Not only can delegates access all the conference material through apps, they can also receive real-time information about which breakout room they’ve been allocated or the people they’re on a discussion table with. Video footage and speaker presentations can all be made available for delegates to revisit in their own time, while built-in event content, such as interactive voting and real-time feedback, add to the overall delegate experience.

Hybrid event technology is also being driven by app developers. The iPad’s navigation features, such as scrolling and pinch zooming, are being maximised within webcasting apps that offer multi-content views of video, slides and interaction on a single tablet screen. For virtual event environments, apps allow users to view live and on-demand webcasts, navigate exhibitions and chat with stand reps, access on-demand content and interact with other visitors.

4: Screen tests

Just as social media has transformed traditional broadcasting by encouraging users to engage with one another online, screen technology has grown more interactive. You can now show information on large screens and event attendees can swipe, rotate, scroll, pinch and tap to their heart’s desire.

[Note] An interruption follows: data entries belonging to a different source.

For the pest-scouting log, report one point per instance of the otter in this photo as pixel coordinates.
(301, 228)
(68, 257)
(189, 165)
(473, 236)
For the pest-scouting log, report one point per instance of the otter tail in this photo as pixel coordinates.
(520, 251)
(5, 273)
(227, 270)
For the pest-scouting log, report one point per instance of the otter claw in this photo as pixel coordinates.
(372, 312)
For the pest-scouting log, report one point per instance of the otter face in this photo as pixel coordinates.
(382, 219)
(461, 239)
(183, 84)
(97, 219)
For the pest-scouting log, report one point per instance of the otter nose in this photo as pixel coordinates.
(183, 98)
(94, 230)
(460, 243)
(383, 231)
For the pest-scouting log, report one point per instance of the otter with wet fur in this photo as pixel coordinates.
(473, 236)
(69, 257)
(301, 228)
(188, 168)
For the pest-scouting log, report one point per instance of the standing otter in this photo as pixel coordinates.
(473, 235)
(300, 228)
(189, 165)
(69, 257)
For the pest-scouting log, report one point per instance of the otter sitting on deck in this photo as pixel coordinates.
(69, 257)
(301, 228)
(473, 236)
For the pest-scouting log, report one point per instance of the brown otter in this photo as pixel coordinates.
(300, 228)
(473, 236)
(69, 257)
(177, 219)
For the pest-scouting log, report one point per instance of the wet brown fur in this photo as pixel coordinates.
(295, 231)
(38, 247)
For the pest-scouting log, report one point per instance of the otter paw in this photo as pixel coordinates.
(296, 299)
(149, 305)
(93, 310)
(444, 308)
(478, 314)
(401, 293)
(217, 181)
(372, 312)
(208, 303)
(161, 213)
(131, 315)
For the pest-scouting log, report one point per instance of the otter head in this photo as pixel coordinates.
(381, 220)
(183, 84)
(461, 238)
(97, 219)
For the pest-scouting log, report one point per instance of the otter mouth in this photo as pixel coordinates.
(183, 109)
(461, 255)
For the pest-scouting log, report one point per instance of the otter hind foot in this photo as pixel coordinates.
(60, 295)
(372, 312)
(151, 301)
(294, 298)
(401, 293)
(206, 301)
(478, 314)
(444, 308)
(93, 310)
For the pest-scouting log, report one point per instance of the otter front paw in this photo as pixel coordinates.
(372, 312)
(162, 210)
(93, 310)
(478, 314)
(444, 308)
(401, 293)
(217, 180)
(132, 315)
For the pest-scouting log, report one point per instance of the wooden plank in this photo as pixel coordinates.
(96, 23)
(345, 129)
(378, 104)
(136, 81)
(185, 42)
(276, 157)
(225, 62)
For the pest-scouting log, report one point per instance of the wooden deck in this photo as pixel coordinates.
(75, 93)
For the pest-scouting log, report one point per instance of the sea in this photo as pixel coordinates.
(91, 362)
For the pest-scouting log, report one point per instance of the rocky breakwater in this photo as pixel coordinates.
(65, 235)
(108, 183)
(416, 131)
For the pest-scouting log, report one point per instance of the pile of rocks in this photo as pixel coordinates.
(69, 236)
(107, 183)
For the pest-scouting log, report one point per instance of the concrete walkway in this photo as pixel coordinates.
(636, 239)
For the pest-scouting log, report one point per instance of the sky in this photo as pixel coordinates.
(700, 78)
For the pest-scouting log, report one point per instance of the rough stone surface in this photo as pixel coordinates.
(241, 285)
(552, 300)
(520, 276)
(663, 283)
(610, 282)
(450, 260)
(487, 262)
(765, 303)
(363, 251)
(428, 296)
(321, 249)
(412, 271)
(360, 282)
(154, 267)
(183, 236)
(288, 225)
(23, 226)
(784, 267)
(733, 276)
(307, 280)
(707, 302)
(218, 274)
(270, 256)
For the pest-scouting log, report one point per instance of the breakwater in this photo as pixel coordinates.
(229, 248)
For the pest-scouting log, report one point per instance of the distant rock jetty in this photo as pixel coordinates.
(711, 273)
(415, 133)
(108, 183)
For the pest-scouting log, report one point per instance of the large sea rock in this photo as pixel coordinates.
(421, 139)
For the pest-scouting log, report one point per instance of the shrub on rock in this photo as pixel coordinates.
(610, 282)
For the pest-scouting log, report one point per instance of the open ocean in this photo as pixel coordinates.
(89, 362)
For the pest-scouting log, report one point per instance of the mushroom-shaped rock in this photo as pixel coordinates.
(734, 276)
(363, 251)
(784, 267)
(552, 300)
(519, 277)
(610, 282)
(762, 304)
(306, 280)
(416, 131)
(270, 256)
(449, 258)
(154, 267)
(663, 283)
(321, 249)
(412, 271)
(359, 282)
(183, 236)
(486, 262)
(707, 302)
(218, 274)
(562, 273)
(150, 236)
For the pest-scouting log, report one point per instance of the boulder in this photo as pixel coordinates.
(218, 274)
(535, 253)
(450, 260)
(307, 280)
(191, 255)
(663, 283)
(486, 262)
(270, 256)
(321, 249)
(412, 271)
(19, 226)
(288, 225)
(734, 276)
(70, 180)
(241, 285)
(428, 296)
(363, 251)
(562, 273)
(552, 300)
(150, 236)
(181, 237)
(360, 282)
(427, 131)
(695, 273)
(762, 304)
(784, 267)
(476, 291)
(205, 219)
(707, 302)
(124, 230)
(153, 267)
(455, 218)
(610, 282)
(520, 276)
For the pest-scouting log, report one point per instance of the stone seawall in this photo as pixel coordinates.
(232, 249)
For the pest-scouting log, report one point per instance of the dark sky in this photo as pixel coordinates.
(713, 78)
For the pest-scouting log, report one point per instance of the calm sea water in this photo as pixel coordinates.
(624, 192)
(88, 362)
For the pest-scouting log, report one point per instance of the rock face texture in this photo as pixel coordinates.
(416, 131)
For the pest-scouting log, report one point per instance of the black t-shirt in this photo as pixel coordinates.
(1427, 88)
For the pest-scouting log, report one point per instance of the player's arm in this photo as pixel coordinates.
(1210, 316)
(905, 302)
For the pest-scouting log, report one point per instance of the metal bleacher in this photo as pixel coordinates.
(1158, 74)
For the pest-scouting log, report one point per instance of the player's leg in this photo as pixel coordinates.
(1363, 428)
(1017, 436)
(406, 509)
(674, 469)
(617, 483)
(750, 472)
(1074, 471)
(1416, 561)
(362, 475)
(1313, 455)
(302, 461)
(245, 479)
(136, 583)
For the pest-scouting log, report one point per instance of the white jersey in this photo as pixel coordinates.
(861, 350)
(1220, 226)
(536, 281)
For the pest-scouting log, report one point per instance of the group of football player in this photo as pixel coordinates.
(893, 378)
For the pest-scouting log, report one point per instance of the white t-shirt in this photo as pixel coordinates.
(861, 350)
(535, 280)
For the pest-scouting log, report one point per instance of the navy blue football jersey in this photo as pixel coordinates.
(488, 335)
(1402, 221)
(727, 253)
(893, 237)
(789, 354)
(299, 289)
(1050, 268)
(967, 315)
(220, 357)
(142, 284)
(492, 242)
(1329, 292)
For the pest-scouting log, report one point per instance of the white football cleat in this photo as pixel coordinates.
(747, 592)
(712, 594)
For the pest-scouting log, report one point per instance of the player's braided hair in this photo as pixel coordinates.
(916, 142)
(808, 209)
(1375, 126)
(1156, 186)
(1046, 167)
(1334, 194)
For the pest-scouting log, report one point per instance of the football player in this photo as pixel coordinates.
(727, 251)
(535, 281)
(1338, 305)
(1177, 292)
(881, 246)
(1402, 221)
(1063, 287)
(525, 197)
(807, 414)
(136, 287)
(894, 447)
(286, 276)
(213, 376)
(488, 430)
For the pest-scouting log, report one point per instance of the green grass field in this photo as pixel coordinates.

Conference delegates can doodle their own name badges on graffiti screens, which can then be printed out and worn with pride or embarrassment. Content can be brought specifically to life on screens, only when delegates pass-by, via the use of motion-sensor screen technology. 

Of course, more and more events are also using screens to display Twitter walls, encouraging real-time feedback and questions in 140 characters or less. By default, Twitter walls can double as an attractive forum for advertising, where banner ads can be lined up to appear at specific times during an event.

If tweets are a vital amplification, feedback or communications tool for your next event, make sure you have an official hashtag in place and that it’s well promoted. A hashtag allows delegates to tag their tweets specifically to your event, which enables you to track the conversation and respond when necessary. Remember, keep it #short and make sure it’s #obvious – you don’t want people #strugglingtoremember what it is.

5: Cloud Atlas

If you’re an event planner with your head in the cloud, you may not simply be day-dreaming of better conference planning. You’re more likely accessing files over the internet from anywhere in the world.

Exploiting the potential to share and develop software and services online, ‘cloud’ computing is the perfect set-up for a company with a dispersed or mobile team looking to improve its communications and organisational structure. Using the cloud also means the budget is not spent on expensive hardware or IT staff to manage and maintain in-house servers. Technology savings can be channeled back into the business, enabling your agency to quote more competitively.

Companies that use cloud software also benefit from immediate updates, so the technology will never go out of date.

Online file sharing services allow event organisers to share and access documents using their phone, tablet or laptop. Cloud-based presentation software may put those interminable PowerPoint sessions out of their misery, introducing features such as a zoomable whiteboard design that makes text and images pop off the screen, helping speakers keep their audience’s attention for longer.